Ways to Improve Your Work Plan

  • Color code types of work: by person completing task, by objective, by type of task (e.g., all coding tasks are purple, project management is red), or by who is in charge of making supervisory decisions
  • Create modules: identify teams and types of work that are interdependent, to designate portions of the project that you can hand off to those teams and allow them to sort out their day to day goals to achieve the overall objective you’ve assigned to them.
  • Identify dependencies.

Work Plan in Practice, by Project Role:

  • Overall project responsibility: project coordinator/manager (PM) and principal investigator (PI).
  • Administrative tasks: generally PM, who keeps paperwork done, and keeps in contact with all other project heads to make sure things are operating appropriately.
  • Technical tasks: lead programmer, who delegates technical work.
  • Website tasks: web developer.
  • Content tasks: typically PI, with holistic and intellectual vision.
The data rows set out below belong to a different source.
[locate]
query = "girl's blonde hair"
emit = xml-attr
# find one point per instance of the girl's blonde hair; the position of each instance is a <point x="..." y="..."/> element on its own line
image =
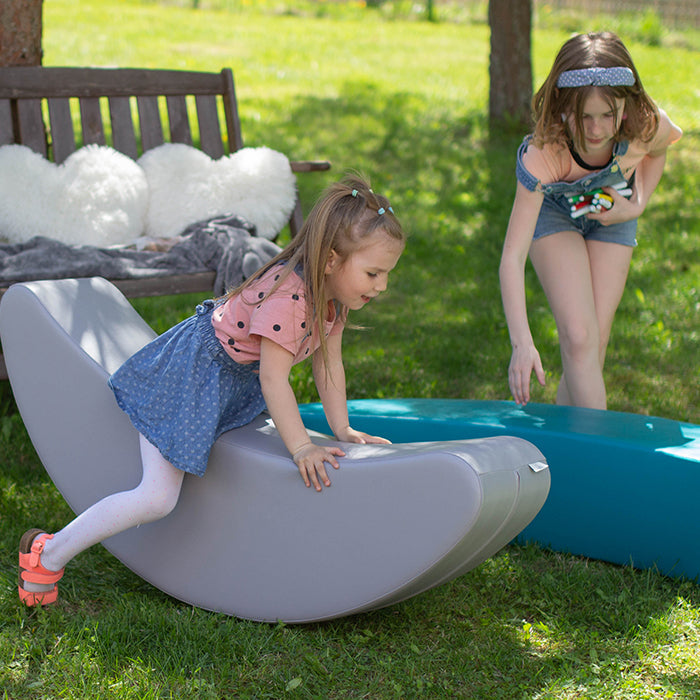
<point x="593" y="50"/>
<point x="342" y="220"/>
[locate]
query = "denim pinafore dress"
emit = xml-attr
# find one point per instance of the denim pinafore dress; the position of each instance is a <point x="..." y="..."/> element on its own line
<point x="555" y="213"/>
<point x="182" y="391"/>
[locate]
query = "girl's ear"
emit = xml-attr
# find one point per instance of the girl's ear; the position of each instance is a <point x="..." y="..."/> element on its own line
<point x="333" y="262"/>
May delegate specialized tasks if necessary.
  • Financial Tasks: business manager, who assists you in handling financial documents and record keeping, as well as hiring (as in graduate lab assistants).

Common Errors in Work Plans:

  • making them too broad.
  • making them too specific (so they are constantly changing).
  • underestimating the value of a communications plan.

Goal of work plan: Don’t overwhelm yourself or team members, but also don’t leave project members wondering what’s going to be happening or whose responsibility a task is. Remember to be realistic: it doesn’t help to write fiction.